Lingzi Lu: Conceptualization; Data curation; Software; Formal analysis; Validation; Investigation; Visualization; Methodology; Writing—original draft; Writing—review and editing. Ting Li: Data curation; Formal analysis; Validation; Investigation; Visualization; Methodology; Writing—original draft. Rou Zhang: Conceptualization; Data curation; Formal analysis; Validation; Investigation; Visualization; Methodology; Writing—original draft. Yutong Wang: Data curation; Formal analysis; Validation; Visualization; Methodology; Writing—original draft. Xiaoping Ye: Data curation; Formal analysis; Investigation; Methodology. Yixin Luo: Data curation; Formal analysis. Lingyu Sun: Data curation; Formal analysis; Funding acquisition. Liang Qi: Resources. Zilu Ye: Conceptualization; Resources; Data curation; Software; Formal analysis; Supervision; Validation; Visualization; Methodology; Writing—original draft. Yang Mao: Conceptualization; Resources; Supervision; Funding acquisition; Investigation; Methodology; Writing—original draft; Project administration; Writing—review and editing. Yanqiu Yuan: Conceptualization; Resources; Data curation; Software; Formal analysis; Supervision; Funding acquisition; Validation; Investigation; Visualization; Methodology; Writing—original draft; Project administration; Writing—review and editing.

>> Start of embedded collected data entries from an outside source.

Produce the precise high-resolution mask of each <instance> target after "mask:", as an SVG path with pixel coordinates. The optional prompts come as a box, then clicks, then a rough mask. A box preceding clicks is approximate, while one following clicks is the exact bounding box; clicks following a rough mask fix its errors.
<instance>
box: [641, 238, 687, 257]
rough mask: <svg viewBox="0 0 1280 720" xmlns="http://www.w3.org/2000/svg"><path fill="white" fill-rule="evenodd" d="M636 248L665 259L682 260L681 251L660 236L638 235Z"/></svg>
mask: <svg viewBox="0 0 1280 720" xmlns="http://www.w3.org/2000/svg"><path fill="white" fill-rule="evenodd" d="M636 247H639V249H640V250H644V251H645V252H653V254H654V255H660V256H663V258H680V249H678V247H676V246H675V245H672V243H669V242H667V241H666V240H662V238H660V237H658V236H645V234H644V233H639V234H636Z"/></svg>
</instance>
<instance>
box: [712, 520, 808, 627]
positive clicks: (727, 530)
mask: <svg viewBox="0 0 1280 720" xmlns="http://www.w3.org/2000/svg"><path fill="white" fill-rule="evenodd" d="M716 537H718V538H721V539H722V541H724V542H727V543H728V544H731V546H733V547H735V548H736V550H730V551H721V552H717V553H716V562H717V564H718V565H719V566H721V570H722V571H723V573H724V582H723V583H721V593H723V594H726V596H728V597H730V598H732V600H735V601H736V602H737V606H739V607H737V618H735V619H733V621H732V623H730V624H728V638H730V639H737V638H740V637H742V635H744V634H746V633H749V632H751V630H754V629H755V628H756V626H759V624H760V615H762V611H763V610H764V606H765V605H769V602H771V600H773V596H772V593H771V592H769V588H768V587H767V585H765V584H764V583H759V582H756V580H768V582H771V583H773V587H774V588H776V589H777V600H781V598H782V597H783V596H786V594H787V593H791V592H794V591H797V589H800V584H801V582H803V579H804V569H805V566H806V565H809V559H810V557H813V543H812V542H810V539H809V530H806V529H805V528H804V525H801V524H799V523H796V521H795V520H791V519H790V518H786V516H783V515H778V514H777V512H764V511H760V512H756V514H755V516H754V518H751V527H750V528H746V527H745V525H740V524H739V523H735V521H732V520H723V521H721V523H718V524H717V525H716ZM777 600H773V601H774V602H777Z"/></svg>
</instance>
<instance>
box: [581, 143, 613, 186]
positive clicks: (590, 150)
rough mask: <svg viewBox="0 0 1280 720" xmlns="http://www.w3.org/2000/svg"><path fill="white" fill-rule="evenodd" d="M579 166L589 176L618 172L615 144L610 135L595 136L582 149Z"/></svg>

Source data underlying figure panels in this paper may have individual authorship assigned. Where available, figure panel/source data authorship is listed in the following database record: biostudies:S-SCDT-10_1038-S44319-025-00599-y.

Data availability

The mass spectrometry proteomics data have been deposited to the ProteomeXchange Consortium via the PRIDE partner (Vizcaino et al, 2016) repository with the dataset identifier PXD053390 (https://proteomecentral.proteomexchange.org/cgi/GetDataset?ID=PXD053390).

The source data of this paper are collected in the following database record: biostudies:S-SCDT-10_1038-S44319-025-00599-y.

Disclosure and competing interests statement

The authors declare no competing interests.

Supplementary information

Expanded view data, supplementary information, appendices are available for this paper at 10.1038/s44319-025-00599-y.